115 patients met at least one of the proposed 2024 LOMS diagnostic criteria, resulting in a sensitivity of 100 %. Of these, 10.4 % fulfilled all three criteria, 52.1 % met two criteria (most commonly OCBs and spinal lesions). The remaining 37.4 % met only one: 53.5 % had spinal lesions, 46.5 % were positive for OCBs, and none met only the Select-6 criterion. The difference between the proportions meeting the OCB and spinal cord lesion criteria was not statistically significant (p = 0.581), but both were significantly more common than meeting the Select-6 criterion (p < 0.001).
The 2024 McDonald criteria maintain high sensitivity for diagnosing LOMS. CSF analysis and spinal MRI are the most valuable tools, whereas the Select-6 criteria exhibited a lower diagnostic value.
2024年修订的麦克唐纳标准引入了诊断晚发性多发性硬化症(LOMS)的具体建议。必须满足以下标准之一:脊髓病变、脑脊液(CSF)检查结果阳性或满足Select-6标准(即脑磁共振成像(MRI)上有六个或更多中央静脉征)。
评估2024年麦克唐纳标准对LOMS患者的敏感性,并确定最敏感的诊断测试。
这项横断面、观察性、回顾性研究纳入了在贝尔维奇大学医院多发性硬化症诊所接受随访的诊断为LOMS(发病年龄≥50岁)的患者。回顾临床记录、MRI扫描和CSF分析,以评估脊髓病变、中央静脉征和寡克隆带(OCB)的存在情况。分析2024年推荐的LOMS标准的敏感性。
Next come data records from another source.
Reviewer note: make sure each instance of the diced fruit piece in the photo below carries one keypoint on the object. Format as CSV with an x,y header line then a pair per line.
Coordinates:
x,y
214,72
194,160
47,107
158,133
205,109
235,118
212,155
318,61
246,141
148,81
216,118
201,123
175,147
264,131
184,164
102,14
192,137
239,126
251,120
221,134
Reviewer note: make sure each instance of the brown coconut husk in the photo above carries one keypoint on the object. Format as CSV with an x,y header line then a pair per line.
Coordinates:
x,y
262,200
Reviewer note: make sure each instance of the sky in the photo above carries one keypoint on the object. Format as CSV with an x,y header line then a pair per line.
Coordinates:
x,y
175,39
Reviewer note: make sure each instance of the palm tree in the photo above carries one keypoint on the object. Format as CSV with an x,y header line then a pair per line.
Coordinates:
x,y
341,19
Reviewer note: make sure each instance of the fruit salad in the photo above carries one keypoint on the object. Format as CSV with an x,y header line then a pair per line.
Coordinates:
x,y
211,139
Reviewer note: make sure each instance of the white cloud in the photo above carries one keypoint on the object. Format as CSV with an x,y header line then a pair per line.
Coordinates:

115例患者至少符合2024年提出的一项LOMS诊断标准,敏感性为100%。其中,10.4%的患者符合所有三项标准,52.1%的患者符合两项标准(最常见的是OCB和脊髓病变)。其余37.4%的患者仅符合一项标准:53.5%有脊髓病变,46.5%的OCB呈阳性,没有患者仅符合Select-6标准。符合OCB和脊髓病变标准的比例之间的差异无统计学意义(p = 0.581),但两者均比符合Select-6标准更为常见(p < 0.001)。
2024年麦克唐纳标准对诊断LOMS保持高敏感性。CSF分析和脊髓MRI是最有价值的工具,而Select-6标准的诊断价值较低。